Tak ada org lain yg akan menghakimimu selamanya, karena mengapa, dan bagaimana Tuhan dapat menghakimi ciptaanNya sendiri dan menyebutnya buruk? Seandainya Aku ingin kamu menjadi dan melakukan segala sesuatu dengan sempurna, Aku pasti telah meninggalkanmu dalam keadaan benar-benar sempurna dari mana kamu datang. Seluruh maksud proses ini adalah agar kamu menemukan dirimu sendiri, menciptakan Dirimu, sebagaimana kamu sebenarnya - dan sebagaimana kamu inginkan sebenarnya. Namun, kamu tak dapat menjadi itu kalau kamu juga tidak memiliki pilihan untuk menjadi sesuatu yg lain.
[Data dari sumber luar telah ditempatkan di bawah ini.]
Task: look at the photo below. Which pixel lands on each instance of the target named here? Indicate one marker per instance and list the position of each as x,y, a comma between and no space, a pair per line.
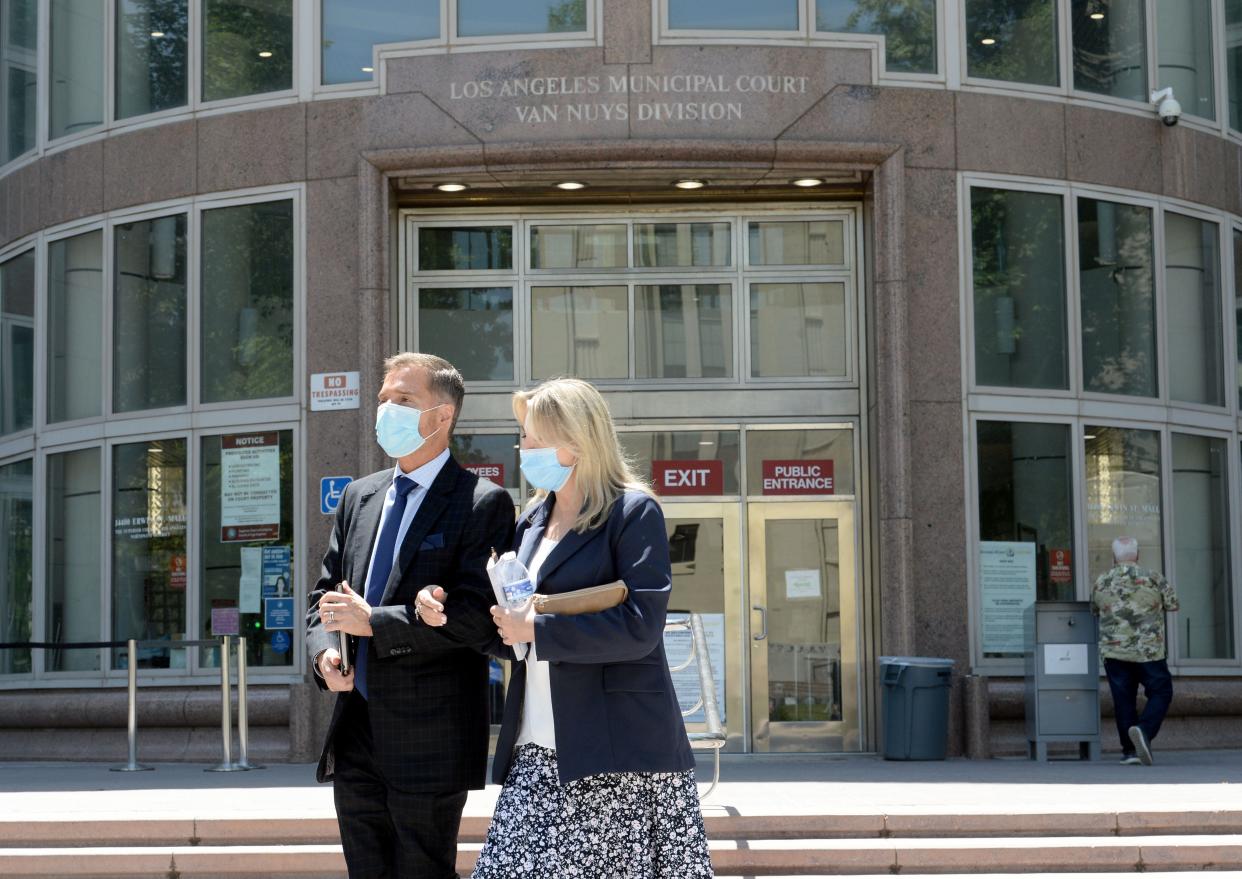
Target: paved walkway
749,786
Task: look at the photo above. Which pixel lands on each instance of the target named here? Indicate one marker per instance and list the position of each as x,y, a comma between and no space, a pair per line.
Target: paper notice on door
1065,658
802,584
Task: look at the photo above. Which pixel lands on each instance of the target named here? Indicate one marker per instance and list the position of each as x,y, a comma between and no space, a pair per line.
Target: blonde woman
593,754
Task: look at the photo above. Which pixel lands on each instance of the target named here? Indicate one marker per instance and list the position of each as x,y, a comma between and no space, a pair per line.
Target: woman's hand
516,626
429,606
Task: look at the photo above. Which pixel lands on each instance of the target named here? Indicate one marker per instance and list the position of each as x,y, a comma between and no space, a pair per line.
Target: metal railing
714,736
225,644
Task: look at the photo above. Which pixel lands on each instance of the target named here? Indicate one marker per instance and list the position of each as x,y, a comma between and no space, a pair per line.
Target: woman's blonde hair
570,414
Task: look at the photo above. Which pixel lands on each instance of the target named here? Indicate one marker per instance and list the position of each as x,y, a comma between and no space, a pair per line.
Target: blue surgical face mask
542,468
396,428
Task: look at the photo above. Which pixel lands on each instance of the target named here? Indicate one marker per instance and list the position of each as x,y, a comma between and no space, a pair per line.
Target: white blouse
537,724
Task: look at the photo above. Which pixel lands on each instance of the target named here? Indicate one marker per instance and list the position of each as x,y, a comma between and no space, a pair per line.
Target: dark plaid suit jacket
427,692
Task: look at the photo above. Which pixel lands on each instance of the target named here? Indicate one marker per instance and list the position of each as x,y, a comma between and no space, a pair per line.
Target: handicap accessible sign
330,491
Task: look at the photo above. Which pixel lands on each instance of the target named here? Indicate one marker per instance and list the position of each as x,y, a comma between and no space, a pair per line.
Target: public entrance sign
673,478
797,477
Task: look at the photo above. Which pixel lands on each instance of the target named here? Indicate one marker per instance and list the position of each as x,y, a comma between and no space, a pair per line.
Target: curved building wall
995,214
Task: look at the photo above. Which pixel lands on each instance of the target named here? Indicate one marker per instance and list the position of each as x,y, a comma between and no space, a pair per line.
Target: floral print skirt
612,826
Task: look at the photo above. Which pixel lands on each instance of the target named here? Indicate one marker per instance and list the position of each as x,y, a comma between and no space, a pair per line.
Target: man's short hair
1125,549
446,381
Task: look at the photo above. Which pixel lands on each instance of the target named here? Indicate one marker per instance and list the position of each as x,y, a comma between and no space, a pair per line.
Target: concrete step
732,858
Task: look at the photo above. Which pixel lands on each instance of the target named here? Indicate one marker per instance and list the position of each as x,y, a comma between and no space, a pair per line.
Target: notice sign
491,472
672,478
797,477
334,390
1006,579
250,487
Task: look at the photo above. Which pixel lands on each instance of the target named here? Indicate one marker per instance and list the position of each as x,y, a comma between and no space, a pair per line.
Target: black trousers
389,833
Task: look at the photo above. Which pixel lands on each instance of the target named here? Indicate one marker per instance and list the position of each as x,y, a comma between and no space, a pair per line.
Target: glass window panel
581,332
18,344
148,550
465,248
1015,41
1025,497
1123,495
75,317
148,350
1021,335
1233,61
578,246
728,15
247,47
352,27
684,332
73,566
1184,50
77,36
1192,279
152,61
797,329
773,459
1118,298
1110,47
908,26
249,533
492,18
816,242
718,451
16,563
682,245
471,327
492,456
19,76
1201,548
247,302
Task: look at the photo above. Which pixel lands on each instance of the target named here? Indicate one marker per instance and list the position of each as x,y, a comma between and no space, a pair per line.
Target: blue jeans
1123,679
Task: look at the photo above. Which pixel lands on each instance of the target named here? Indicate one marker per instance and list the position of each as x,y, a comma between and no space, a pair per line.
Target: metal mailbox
1062,678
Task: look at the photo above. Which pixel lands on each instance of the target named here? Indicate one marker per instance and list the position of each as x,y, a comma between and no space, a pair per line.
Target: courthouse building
908,308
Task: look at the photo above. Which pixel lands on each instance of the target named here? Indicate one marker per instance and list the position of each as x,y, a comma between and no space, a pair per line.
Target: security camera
1166,106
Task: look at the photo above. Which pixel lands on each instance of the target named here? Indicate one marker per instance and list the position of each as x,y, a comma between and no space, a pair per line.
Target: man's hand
430,606
516,626
329,669
345,611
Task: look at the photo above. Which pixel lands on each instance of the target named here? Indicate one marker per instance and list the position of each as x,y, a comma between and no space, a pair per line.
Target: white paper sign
1065,658
802,584
250,487
334,390
1006,579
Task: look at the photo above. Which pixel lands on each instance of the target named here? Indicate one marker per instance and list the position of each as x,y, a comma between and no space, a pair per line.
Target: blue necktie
381,566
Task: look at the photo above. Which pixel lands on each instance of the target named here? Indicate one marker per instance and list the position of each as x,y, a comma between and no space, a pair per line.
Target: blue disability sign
330,489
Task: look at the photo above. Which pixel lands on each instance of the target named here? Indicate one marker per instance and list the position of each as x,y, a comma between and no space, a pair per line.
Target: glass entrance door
804,643
704,544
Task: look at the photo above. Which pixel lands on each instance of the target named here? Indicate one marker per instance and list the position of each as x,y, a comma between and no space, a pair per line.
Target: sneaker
1140,744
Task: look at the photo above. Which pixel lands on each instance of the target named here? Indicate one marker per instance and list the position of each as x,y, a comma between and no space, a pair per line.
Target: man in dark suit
409,733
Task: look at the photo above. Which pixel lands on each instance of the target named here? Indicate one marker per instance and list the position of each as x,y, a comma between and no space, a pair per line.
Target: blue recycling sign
330,492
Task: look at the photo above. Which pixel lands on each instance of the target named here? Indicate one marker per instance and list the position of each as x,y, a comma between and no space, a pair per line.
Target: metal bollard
242,716
226,765
133,765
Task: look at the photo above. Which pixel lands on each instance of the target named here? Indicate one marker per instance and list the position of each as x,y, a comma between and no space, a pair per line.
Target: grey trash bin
915,707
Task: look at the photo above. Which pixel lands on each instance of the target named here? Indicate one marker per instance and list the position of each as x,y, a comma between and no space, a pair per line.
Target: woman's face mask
396,428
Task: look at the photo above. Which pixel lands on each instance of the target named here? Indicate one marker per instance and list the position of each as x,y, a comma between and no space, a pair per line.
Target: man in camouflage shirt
1132,602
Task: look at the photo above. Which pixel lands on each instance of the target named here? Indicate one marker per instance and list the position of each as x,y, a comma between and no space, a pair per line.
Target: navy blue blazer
614,705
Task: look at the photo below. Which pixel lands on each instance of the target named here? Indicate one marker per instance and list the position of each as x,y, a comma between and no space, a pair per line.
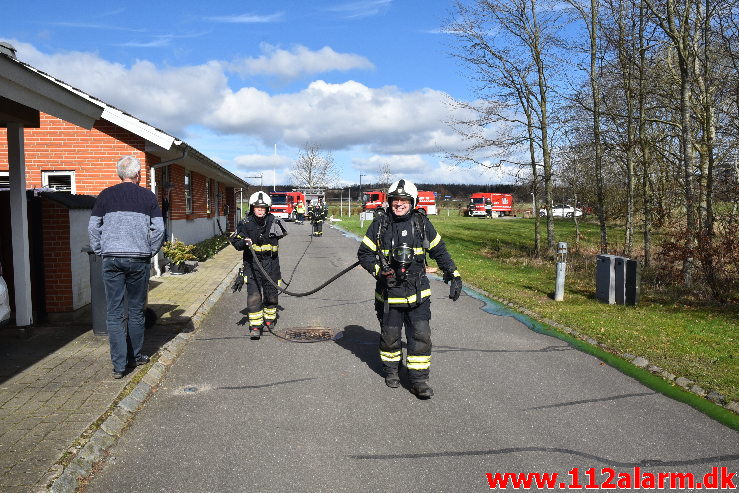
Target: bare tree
508,45
314,168
589,16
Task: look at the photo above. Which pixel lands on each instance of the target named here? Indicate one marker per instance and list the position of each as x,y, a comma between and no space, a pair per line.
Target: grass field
698,341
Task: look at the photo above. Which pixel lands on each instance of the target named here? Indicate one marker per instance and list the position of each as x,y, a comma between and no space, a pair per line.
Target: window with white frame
188,192
207,195
62,181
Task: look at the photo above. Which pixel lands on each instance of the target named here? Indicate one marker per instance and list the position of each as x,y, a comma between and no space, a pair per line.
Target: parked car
562,210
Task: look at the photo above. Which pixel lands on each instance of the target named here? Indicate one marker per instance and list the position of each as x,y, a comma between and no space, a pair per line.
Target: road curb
66,479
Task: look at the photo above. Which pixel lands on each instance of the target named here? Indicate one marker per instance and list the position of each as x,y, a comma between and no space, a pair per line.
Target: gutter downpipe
153,169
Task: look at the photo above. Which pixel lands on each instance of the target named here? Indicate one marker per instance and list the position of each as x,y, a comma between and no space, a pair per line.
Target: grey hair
128,167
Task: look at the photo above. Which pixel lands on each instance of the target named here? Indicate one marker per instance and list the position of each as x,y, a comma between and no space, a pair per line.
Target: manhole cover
307,334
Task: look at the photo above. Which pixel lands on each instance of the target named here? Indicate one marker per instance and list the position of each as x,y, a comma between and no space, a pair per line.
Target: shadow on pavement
19,353
363,344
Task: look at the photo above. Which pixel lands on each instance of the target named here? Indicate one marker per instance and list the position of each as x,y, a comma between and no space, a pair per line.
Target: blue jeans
129,276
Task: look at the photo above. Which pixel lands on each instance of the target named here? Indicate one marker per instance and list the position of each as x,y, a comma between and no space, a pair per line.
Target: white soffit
138,127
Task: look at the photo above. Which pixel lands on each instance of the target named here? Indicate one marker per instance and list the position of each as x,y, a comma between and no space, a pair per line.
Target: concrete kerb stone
66,480
638,361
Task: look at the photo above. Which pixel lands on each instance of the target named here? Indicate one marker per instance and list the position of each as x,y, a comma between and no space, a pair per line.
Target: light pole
361,212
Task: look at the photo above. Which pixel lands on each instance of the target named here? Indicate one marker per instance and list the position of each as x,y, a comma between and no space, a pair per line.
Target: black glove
238,282
455,288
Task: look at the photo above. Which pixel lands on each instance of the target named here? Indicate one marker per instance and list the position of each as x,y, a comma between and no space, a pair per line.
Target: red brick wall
92,154
57,258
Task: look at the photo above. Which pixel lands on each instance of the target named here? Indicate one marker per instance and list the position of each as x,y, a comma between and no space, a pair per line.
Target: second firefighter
394,251
258,235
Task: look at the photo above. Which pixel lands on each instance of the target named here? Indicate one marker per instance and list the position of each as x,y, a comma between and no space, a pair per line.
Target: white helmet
260,199
403,189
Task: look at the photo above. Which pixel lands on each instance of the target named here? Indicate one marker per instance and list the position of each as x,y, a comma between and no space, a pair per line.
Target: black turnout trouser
417,333
261,295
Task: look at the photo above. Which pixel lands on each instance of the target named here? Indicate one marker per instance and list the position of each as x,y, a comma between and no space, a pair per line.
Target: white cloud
341,116
399,165
360,8
251,162
239,127
298,62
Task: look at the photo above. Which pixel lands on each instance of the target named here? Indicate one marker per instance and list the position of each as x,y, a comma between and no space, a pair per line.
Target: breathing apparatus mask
401,258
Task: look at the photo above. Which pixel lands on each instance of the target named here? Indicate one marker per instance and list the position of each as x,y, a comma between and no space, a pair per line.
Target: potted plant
178,252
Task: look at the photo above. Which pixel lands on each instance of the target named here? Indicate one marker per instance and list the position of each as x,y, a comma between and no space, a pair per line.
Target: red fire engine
284,204
373,199
501,204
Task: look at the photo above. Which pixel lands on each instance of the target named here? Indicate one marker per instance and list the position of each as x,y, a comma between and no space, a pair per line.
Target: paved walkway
57,383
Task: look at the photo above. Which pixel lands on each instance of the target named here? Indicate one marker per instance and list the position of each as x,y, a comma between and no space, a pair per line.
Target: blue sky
368,80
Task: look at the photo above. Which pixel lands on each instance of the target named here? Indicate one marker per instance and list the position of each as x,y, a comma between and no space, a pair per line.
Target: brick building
70,159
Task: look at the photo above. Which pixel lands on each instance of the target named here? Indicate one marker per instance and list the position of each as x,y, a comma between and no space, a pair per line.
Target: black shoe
422,390
141,360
Karena itu, apakah Aku seharusnya menghukummu karena membuat pilihan yang Aku sendiri telah letakkan di depanmu? Seandainya Aku tak menginginkanmu membuat pilihan kedua, mengapa Aku menciptakan pilihan yg lain daripada yg pertama?
Ini adalah pertanyaan yg harus kamu tanyakan kepada dirimu sendiri sebelum kamu memberi Aku peran sebagai Tuhan yg menghukum.
Jawaban langsung dr pertanyaanmu adalah ya, kamu boleh bertindak semaumu tanpa takut akan pembalasan. Namun, adalah berguna bagimu untuk menyadari konsekuensinya.
Konsekuensi adalah hasil. Akibat alamiah. Ini benar-benar tidak sama dengan pembalasan, atau hukuman. Akibat, sederhana saja. Akibat adalah apa yg berasal dari penerapan alamiah dari hukum alam. Akibat adalah apa yg terjadi, dengan dapat sungguh diprediksi, sebagai konsekuensi dari apa yg telah terjadi.
Semua kehidupan fisik berfungsi menurut hukum alam. Sekali kamu mengingat hukum ini, dan menerapkannya, kamu telah menguasai kehidupan pd tingkat fisik.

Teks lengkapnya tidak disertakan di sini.